I didn’t know who I could speak to and I had to learn the language. I was in a country where no-one spoke English.

I learnt everything from surviving in the jungle to feeding your family, living off the land all that stuff, all that important stuff.

I would go to school and try to speak Samoan and they would laugh. Got picked on as well from all the prefects and I just didn’t understand why these guys were picking on me.

It’s just the way it was, you can’t do anything about it. I could not understand why they were picking on me. To this day there are some things I don’t’ understand, but it is what it is.

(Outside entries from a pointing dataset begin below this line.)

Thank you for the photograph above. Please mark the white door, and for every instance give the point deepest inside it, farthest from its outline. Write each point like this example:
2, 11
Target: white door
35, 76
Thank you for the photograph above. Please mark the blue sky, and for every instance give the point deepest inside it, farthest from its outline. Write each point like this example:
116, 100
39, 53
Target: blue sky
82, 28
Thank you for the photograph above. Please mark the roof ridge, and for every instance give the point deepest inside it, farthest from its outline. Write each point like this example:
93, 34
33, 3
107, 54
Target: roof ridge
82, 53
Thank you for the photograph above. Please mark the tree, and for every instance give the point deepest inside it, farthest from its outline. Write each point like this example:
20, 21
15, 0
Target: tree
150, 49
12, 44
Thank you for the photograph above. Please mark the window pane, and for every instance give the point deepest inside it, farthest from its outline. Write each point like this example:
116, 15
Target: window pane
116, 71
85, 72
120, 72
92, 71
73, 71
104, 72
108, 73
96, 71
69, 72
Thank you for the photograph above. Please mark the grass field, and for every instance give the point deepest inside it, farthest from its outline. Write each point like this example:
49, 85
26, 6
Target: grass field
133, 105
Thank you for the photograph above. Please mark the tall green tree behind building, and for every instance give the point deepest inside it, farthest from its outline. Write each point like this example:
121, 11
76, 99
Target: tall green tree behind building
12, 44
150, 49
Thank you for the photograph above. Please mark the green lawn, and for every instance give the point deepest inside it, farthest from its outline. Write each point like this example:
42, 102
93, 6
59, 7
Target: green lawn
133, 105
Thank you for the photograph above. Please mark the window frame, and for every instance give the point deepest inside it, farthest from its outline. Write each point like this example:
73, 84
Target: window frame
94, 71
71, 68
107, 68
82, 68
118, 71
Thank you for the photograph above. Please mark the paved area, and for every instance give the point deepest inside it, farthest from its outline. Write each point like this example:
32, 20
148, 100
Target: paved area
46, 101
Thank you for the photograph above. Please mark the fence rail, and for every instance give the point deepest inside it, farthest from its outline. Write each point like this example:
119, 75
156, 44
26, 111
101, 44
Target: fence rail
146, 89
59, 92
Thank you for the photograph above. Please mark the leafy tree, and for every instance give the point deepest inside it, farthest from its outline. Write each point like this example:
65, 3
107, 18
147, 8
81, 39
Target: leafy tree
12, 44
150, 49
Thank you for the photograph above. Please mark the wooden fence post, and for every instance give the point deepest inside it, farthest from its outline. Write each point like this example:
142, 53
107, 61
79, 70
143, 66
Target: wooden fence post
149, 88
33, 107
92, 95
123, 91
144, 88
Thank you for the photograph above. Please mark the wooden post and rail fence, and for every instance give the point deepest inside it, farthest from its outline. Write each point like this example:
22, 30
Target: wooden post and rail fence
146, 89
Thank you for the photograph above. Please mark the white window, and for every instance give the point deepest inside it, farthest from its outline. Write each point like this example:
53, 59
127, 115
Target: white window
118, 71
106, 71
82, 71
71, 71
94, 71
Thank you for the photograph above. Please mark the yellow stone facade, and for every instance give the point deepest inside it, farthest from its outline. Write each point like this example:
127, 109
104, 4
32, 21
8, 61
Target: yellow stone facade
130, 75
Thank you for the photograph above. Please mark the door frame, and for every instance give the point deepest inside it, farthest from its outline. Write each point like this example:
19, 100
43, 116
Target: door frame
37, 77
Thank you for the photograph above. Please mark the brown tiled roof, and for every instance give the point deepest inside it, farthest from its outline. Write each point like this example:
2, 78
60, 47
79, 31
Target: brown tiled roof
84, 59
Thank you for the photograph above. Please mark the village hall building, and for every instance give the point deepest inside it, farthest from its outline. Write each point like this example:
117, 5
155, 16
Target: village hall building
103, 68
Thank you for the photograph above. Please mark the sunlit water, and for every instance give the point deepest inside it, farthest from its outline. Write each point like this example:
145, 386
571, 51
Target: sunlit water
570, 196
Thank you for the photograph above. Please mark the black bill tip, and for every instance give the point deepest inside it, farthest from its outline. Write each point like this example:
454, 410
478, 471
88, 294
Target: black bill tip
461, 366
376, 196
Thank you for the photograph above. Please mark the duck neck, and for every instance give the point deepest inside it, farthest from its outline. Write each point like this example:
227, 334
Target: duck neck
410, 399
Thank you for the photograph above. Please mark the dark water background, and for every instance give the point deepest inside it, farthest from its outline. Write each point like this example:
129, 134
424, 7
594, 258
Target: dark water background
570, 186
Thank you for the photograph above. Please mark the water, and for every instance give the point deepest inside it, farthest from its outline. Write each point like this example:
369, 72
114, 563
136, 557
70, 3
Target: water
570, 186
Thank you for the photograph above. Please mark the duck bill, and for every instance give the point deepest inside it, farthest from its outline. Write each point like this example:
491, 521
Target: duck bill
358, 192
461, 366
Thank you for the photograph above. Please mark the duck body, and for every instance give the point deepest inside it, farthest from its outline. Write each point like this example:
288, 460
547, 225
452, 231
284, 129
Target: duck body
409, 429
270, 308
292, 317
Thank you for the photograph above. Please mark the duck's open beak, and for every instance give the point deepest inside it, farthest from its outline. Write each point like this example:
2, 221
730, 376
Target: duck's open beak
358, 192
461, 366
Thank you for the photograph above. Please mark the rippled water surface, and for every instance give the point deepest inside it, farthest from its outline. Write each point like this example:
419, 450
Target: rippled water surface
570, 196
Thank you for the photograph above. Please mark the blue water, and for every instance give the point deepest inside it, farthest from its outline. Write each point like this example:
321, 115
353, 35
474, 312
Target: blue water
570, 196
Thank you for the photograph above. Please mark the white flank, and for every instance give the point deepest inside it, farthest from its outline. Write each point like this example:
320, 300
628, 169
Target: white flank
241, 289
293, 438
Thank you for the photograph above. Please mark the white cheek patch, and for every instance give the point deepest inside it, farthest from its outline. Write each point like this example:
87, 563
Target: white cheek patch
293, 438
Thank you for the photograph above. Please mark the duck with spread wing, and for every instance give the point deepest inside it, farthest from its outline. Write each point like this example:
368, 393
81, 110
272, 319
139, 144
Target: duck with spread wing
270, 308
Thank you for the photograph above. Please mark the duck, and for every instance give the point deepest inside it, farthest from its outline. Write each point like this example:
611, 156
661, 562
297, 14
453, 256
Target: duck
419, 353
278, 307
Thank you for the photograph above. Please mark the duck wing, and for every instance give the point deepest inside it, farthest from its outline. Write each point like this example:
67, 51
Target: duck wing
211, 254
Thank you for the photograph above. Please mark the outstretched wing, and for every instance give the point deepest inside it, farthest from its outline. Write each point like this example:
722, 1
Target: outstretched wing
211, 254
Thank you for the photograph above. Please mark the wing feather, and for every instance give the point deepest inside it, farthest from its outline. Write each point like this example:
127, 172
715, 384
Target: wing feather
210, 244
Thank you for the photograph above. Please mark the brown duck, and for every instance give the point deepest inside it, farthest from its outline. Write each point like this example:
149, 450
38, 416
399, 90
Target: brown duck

When I got back to New Zealand I was so thankful to my grandparents and my aunties and uncles. They taught me everything about it.

Tha Movement's FaceBook post

Tha Movement's FaceBook post Photo: FaceBook

When I flew over there it made me appreciate what I had back home and appreciate my parents. I could imagine what they’d been through, you know? They flew over to New Zealand to find a better life for all of us.

They didn’t even speak English. Going for a job, people would mock them because they didn’t know how to speak English, but they were just workaholics.

When I went to Samoa it was very, very humbling. I learnt a lot about respect. So when I came back I took respect to another level. I appreciated my parents, I was in the kitchen cooking for them, [caring for] their well-being, everything.

Appreciating every moment even to today, speaking to my mother, even if it’s just for five minutes on the phone.

I just acknowledge all of that stuff because it must have been very, very hard for them to fly over here and make that transition. It must have been crazy.

Samoan language is important, it’s who I am. The way I talk to people is the way I rap. So I find that it’s more authentic to myself.

And I think a lot of people are following that trend now and agreeing with adding the Samoan words into their lyrics.

Before, I think people had an issue with trying to pronounce Samoan words into the hip-hop and thought that people maybe wouldn’t accept them because it wouldn’t be understood.

Now people are following suit and seeing it’s cool to rap in Samoan. Of course! It is who you are. That is who you are.

You’ve gotta be raw, real and authentic with your music, that’s the thing. I have to put Samoan words in all my songs.

Even if everyone on the roster is all English I’ll just jump on and I’ll just add little dabs of Samoan here and there just to remind you who I am."